Starting this fall, the 12-team CFP will transition to a straight seeding model that rewards the selection committee's top four teams with the top four seeds and a first-round bye.
In other words, the committee will re-seed the 12 eligible teams following conference championship weekend. In the College Football Playoff's first year in a 12-team format, the four highest-ranking conference champs were awarded the No. 1-4 seeds.
NEWS: CFP executives are expected to adopt a straight-seeding model for this season’s College Football Playoff, @RossDellenger reports
— On3 (@On3sports) May 22, 2025
Here’s how last season would’ve looked⬇️https://t.co/a533hB94GU pic.twitter.com/OJ398uEGSK
This structure caused much controversy, so many saw this tweak as warranted. The Boise State Broncos were tabbed No. 3 for winning the Mountain West, an inferior conference to many programs ranked No. 5-12. Boise State was also ranked higher than the Big 12's champion, the Arizona State Sun Devils.
The automatic Group of Five conference bid was not removed in the new playoff format, but the re-seeding essentially locks the bid into the No. 12 seed. Programs like Boise State and rising schools in the American Athletic Conference like the Memphis Tigers and Tulane Green Wave still get a shot at the Playoff, but they'd have to face the No. 5 team in the country just to keep playing.
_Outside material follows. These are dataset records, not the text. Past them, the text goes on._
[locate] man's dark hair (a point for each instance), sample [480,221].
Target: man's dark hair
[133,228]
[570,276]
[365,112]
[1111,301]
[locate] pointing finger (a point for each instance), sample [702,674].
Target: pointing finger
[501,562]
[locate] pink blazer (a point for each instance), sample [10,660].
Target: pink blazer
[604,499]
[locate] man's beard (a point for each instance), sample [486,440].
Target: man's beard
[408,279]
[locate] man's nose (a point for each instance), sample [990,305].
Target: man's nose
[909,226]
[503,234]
Additionally, it will keep the precedent of awarding an automatic bid to the top four conference champions, keeping the result of Power Four title games significant.
Colorado controlled its destiny to the Big 12 Championship game in 2024 until disaster struck against the Kansas Jayhawks. Still, the Buffs' 7-2 record in the Big 12 was nearly enough to earn a shot against Arizona State, a team they had not played all season but had the tools to take down.
Instead, the BYU Cougars put the nail in the Buffaloes' coffin with a regular-season finale win over the Houston Cougars and buried them further with an Alamo Bowl beatdown.
The path to the College Football Playoff does not change for Colorado: Win the Big 12. The committee favored the Mountain West over it when seeding the Broncos over the Sun Devils last year, so the Buffs will have to overcome a subpar public perception of their conference.
Colorado will have a crack at every major Big 12 contender from last season and will play many teams predicted to be in the running, starting on Aug. 29 against the ACC's Georgia Tech Yellow Jackets.
BYU returns plenty of production and lies ahead at home on Sept. 27, then the Iowa State Cyclones and Utah Utes in two and three weeks following it. New West Virginia Mountaineers coach Rich Rodriguez wants to restore his program's former glory, then ASU under coach Kenny Dillingham and quarterback Avery Johnson's Kansas State Wildcats to close a nip-and-tuck conference schedule.
Colorado must remedy many losses, headlined by quarterback Shedeur Sanders and wide receiver/cornerback Travis Hunter. To accomplish Coach Prime's vision of a College Football Playoff game on Folsom Field, the Buffaloes must reach their bubbling potential and have the opportunity to conquer a conference needed to get them there.